Regardless of gyrations in the bond market, bulls would stress the tech behemoths are riding profound shifts in the global economy, powering the likes of Amazon.com Inc. and Netflix Inc. to lofty highs.

But there are straightforward reasons to think higher rates are a menace. As higher inflationary expectations push up Treasury yields, the long-term profits offered by these stocks are discounted at higher rates -- making the shorter-term cash flows from cyclical sectors look more attractive in comparison.

A sustained decline in momentum would have far-reaching effects in a stock market that has grown enamored with it. It commands $22 billion in exchange-traded funds -- with another $323 billion tied to equities seen offering strong profits, known as the growth factor. Red-hot investments like the ARK Innovation ETF are also famously sinking money into a slew of high-momentum stocks like Tesla.

And that’s not to mention its popularity within the quantitative community which tends to group stocks together by their characteristics, an approach known as factor investing.

Regime Shift

When market preferences change, a strategy like momentum which rides the current regime can be expected to crash. But this time, the risk is also exacerbated by its strong links to the rest of the equity landscape.
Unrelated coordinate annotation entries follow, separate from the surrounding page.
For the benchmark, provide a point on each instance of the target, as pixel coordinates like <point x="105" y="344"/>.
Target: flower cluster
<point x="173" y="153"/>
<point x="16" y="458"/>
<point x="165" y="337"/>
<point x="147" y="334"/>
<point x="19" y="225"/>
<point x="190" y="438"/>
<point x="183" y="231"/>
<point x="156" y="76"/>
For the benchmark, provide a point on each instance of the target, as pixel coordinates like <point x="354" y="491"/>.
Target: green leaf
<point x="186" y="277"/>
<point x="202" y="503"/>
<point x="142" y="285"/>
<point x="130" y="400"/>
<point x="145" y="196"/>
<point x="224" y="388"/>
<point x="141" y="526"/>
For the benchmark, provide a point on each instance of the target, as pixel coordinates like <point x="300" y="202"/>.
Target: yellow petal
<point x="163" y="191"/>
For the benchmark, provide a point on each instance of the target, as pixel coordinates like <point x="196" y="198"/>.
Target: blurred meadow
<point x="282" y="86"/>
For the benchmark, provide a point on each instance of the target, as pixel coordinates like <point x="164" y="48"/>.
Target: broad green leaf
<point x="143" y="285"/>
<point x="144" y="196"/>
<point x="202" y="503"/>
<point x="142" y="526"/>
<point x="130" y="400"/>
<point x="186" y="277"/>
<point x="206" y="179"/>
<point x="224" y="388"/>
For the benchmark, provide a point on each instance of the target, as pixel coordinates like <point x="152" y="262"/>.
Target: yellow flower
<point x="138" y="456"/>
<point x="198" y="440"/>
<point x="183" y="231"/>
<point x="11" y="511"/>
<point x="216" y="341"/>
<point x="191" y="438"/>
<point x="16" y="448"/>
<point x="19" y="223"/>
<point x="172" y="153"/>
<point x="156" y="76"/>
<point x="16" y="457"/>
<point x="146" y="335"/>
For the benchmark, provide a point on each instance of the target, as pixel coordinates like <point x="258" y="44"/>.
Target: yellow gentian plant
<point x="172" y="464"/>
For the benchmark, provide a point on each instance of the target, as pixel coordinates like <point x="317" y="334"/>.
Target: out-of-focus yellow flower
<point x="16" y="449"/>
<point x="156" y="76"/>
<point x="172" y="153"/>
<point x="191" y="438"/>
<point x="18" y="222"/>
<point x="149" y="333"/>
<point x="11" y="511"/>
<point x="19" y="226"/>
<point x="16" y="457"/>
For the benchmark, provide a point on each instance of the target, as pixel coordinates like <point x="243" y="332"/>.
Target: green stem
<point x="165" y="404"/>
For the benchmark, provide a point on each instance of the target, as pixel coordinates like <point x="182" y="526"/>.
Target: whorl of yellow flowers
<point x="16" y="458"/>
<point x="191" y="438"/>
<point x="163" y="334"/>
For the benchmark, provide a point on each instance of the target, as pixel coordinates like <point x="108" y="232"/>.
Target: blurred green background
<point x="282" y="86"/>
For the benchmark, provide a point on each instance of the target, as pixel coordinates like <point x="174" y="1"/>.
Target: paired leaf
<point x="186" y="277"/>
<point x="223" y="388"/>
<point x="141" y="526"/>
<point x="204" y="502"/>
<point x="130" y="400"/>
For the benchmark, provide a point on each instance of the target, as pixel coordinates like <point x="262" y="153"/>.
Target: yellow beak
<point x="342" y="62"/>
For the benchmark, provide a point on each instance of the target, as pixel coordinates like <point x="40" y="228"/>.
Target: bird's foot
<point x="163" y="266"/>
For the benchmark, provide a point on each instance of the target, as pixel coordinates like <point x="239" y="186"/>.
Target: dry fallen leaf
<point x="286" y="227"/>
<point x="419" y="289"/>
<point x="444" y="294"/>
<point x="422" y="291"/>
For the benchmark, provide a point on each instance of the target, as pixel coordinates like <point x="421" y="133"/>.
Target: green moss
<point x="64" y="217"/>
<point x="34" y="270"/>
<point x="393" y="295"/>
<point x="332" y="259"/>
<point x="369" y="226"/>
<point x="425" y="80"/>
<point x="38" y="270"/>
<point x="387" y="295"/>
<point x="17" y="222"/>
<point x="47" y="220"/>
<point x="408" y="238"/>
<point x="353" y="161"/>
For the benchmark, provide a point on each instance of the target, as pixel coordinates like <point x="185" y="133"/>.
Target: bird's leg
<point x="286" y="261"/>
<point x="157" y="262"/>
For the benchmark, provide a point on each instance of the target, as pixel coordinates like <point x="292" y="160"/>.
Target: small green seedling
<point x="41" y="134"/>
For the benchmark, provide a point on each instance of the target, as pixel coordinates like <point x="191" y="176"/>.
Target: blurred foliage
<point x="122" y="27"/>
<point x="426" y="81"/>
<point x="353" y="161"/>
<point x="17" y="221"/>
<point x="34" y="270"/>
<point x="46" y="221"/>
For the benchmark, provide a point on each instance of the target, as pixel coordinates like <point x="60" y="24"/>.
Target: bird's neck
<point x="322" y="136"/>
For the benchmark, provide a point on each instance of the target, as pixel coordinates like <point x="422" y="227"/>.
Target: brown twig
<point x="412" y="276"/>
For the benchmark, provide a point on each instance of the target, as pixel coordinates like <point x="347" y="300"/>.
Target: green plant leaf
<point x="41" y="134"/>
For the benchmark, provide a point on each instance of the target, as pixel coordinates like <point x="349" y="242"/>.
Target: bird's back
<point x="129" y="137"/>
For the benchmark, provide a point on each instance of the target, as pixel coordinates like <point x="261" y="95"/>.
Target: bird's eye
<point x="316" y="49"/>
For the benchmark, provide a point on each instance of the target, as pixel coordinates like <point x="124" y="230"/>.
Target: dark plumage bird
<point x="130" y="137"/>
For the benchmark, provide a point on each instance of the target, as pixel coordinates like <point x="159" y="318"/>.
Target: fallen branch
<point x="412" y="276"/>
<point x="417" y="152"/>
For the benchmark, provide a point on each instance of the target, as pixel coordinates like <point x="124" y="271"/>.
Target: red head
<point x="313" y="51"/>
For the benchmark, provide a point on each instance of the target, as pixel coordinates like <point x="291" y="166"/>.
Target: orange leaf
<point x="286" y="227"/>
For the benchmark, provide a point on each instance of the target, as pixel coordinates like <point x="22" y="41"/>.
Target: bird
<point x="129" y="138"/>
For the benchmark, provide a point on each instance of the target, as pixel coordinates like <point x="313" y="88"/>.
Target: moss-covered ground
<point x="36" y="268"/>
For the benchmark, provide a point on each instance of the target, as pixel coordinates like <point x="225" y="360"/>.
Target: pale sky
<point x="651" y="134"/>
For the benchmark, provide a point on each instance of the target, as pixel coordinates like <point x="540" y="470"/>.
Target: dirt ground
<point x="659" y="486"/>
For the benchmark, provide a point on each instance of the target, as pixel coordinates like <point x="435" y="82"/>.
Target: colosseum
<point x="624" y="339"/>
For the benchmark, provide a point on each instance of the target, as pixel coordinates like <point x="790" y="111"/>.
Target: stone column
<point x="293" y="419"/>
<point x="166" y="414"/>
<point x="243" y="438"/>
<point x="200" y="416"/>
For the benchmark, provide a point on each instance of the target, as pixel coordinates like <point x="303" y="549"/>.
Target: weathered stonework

Its positive correlation with the long-term growth factor is at the highest since 2000, while its link with value is the most negative in more than two decades, Bernstein data show.

With these links at such extremes, equity factors overall have become more sensitive to changes in macro forces, such as the recent reversal in bonds.

All the same, with the possibility that stimulus checks could spur fresh demand for these high-flying stocks, it isn’t the time to short momentum just yet, the Bernstein strategists conclude.

“The appropriate position is for investors to tactically neutralize their momentum positions,” they wrote. “Its valuation and anchoring to rates means that it could be very volatile.”